A new sociological study on hearing aids is said to show that “fitting people with hearing aids is not enough to treat the problem of hearing loss, and simultaneously resolve the health and social risks involved in age-related hearing loss,” the Association of Hearing Aid Professionals (Syndicat national des audioprothésistes, or UNSAF), a France-based association for hearing care dispensers, announced.

According to the association’s announcement, the authors of the study have concluded that, “the hearing aid professionals’ role is not solely to sell hearing aids but rather to fit people, monitor them, and provide care for them,” and therefore, they “believe that it is essential to consider this profession as participating in social and medical ‘care’ work.”

This study, authored by sociologists Pierre-André Juven and Frédéric Pierru, can be accessed online here.

The original French version was published in March 2018 and can be accessed here.

The study is said to document the “co-construction of the effectiveness of fitting a person with hearing aids” in relation to the profession. Additionally, the study stresses the importance of the hearing aid professional and their role in educating patients about their hearing loss, as well as the maintenance and tuning of their hearing care devices. Moreover, the authors point out the vital human component to hearing care: ie, hearing aid professionals must be willing to listen and take their individual clients’ needs and preferences into consideration when recommending treatment.

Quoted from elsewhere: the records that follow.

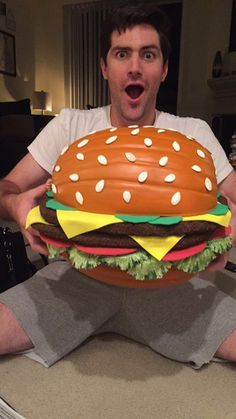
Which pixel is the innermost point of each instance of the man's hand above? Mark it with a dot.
(19, 205)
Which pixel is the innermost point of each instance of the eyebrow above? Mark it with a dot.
(144, 47)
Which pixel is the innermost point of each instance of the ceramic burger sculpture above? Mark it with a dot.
(135, 207)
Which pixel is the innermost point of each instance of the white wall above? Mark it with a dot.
(21, 86)
(205, 29)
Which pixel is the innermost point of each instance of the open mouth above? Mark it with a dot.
(134, 91)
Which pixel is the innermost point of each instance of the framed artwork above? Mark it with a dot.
(232, 40)
(7, 54)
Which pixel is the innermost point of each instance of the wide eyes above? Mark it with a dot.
(121, 54)
(146, 55)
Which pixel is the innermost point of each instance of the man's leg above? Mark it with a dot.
(227, 350)
(12, 336)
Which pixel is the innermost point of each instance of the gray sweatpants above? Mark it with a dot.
(59, 308)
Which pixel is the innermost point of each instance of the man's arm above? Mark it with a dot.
(20, 191)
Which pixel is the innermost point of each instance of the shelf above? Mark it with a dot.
(223, 86)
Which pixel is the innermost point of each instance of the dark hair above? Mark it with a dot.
(131, 14)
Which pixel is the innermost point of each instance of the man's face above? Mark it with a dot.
(134, 70)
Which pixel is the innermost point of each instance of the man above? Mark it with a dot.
(58, 308)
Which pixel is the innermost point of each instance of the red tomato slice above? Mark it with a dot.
(106, 251)
(53, 242)
(184, 253)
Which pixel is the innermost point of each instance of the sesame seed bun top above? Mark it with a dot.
(136, 170)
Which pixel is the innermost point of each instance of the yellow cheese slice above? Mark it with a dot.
(158, 247)
(74, 223)
(34, 216)
(222, 220)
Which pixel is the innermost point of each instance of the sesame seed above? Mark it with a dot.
(74, 177)
(80, 156)
(201, 154)
(170, 178)
(208, 184)
(176, 198)
(176, 146)
(102, 160)
(148, 142)
(127, 196)
(82, 143)
(196, 168)
(79, 198)
(57, 168)
(54, 188)
(111, 140)
(100, 186)
(135, 131)
(163, 161)
(64, 149)
(142, 177)
(130, 157)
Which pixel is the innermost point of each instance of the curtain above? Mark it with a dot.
(84, 85)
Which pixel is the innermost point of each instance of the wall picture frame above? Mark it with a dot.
(232, 39)
(7, 54)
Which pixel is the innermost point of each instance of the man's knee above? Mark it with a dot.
(12, 336)
(227, 350)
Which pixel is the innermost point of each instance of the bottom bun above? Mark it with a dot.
(114, 276)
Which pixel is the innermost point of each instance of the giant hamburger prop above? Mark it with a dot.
(134, 206)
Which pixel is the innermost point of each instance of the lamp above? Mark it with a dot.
(42, 101)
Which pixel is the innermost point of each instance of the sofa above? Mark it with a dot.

Therefore, “The public health concern is primarily to provide hearing aids to people who will keep their device and for whom it will be of use. Without taking into account the environment of hearing aid users and the ‘political’ and social nature (and not only the technical and business nature) of hearing, any regulation attempt is doomed to be reconsidered in 10 or 15 years, when we come to realize that savings will have been made over the short term in exchange for highly unsatisfactory health effects (and therefore economic effects) over the medium and long terms, in the very particular context of an aging population. Therefore, we think that it is important to protect this ‘care’ aspect among hearing aid professionals.”

On World Hearing Day on March 3, the World Health Organization (WHO) highlighted the rapid increase in the number of people suffering from disabling hearing loss, and recommended that the hearing impaired be able to access the services and technologies that they need.

Hearing Review published a study on the efficiency of European hearing aid reimbursement programs by Luis Godinho, UNSAF president, in January 2016, that can be accessed here. The study looked at data from seven different countries and compared hearing aid compliance and satisfaction rates, among other things.